I keep thinking the next post will (finally) get us into Daniel 7. But then I think of something else that I should talk about first. Today’s “something else” is a big picture view of chapters 7, 8, 9, and 10–12. I could just have said “chapters 7–12,” but that would deprive you of seeing that the rest of the book may have six chapters, but it’s better grouped into four visions or revelations.
All four visions/revelation concern a particular time in Jewish history, and each further develops the one before it by narrowing its focus. (The visions also transcend this particular time in history and have continuing significance, but it’s bad interpretation to go there before dealing with the historical concerns.)

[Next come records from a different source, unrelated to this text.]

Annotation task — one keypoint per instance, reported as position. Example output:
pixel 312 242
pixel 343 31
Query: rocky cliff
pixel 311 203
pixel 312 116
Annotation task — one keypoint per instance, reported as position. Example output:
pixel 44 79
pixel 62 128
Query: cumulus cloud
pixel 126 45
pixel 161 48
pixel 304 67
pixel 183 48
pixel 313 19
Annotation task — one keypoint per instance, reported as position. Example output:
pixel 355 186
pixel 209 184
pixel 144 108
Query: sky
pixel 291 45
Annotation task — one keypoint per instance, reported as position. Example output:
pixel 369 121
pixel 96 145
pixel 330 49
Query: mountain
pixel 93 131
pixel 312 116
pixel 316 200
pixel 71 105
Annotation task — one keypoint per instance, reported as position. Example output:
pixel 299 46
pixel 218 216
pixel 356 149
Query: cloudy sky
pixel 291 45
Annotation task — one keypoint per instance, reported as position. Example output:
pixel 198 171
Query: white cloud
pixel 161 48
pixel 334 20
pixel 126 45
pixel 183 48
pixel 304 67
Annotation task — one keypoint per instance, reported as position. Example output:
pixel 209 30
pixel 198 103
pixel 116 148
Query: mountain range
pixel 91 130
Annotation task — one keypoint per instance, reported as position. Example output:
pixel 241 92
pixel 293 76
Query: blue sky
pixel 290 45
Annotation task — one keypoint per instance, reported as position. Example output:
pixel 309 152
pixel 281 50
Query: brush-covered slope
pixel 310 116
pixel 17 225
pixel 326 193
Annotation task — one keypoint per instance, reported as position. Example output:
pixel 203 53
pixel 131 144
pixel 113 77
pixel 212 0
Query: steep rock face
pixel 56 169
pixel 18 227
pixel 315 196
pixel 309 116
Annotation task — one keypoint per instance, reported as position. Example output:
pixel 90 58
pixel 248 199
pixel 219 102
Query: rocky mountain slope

What is this time in history? It’s a period of time that, sadly, most Protestants know deplorably little about because it falls in the infamous “Intertestamental Period,” sometimes called the “400 Silent Years.” I’m talking about the time between the last quill stroke in Malachi and the first in Matthew—roughly 400 years of history we ignore because they’re not, technically, in our Bible. But they were 400 years of insane Jewish history, and I can think of at least two good reasons we should know this history better (okay, at all): (1) it shaped the world Jesus was born into and (2) it makes the second half of Daniel less confusing.
So, hang on to your hat: here’s your crash course in the part of that history most relevant to Daniel 7–12. It concerns the rule of a beastly man named Antiochus Epiphanes* IV, a second-century BC king over an area that included today’s Syria.
Antiochus ruled from 175–164 BC, and he was incredibly hostile toward the Jews, their temple, and their way of life. At least three factors contributed to his hostility and persecution.
- He needed money to pay an inherited debt, and the wealth of the Jews (the temple coffers, taxes, and bribes from prominent Jews) could help his bottom line.
- The land of Judea was a tinderbox just waiting for Antiochus’s match. Some Jews wanted to adopt Greek culture, while others wanted to maintain Jewish distinctives. Antiochus encouraged the spread of Greek culture, and Jews interested in such reform listened to his smooth talk and then curried his favor with bribery. Meanwhile, conservative Jews opposed anything that threatened Jewish identity.
- Antiochus’s ego had suffered grievous humiliation in a military campaign against Egypt in 168 BC. The battered king flexed his bruised muscles against something he could annihilate: Judaism.
Even before the Egyptian humiliation, Antiochus had slaughtered Jews and plundered the temple. But he went even further in 167 BC and made Judaism a crime, turning the temple into a pagan shrine, killing Jerusalemites, and burning much of the city. Gentile priests killed pigs and other unclean animals in the temple area to offer as sacrifices to Zeus; circumcision was outlawed; religious festivals and Sabbath were forbidden; sacred scrolls were burned. Jews were commanded to worship Zeus or die.
This horrific history gave rise to a family named Maccabees, who ultimately reclaimed the temple in 164 (the event behind the celebration of Hanukkah) and led a successful revolt that resulted in an independent Jewish state under the Maccabees/Hasmoneans. This kingdom lasted for 103 years before it was snuffed out by the big bad wolf of Rome in 37 BC.
Much of this history is told in the books of 1–2 Maccabees, but my favorite resource for it is a really readable book by Anthony J. Tomasino: Judaism Before Jesus.
Next time we’ll get into Daniel 7. Maybe.
*I pronounce his name “ann-TIE-uh-cuss eh-PIFF-uh-nees,” though you might hear a few variations on “Antiochus” if you listen to enough other people.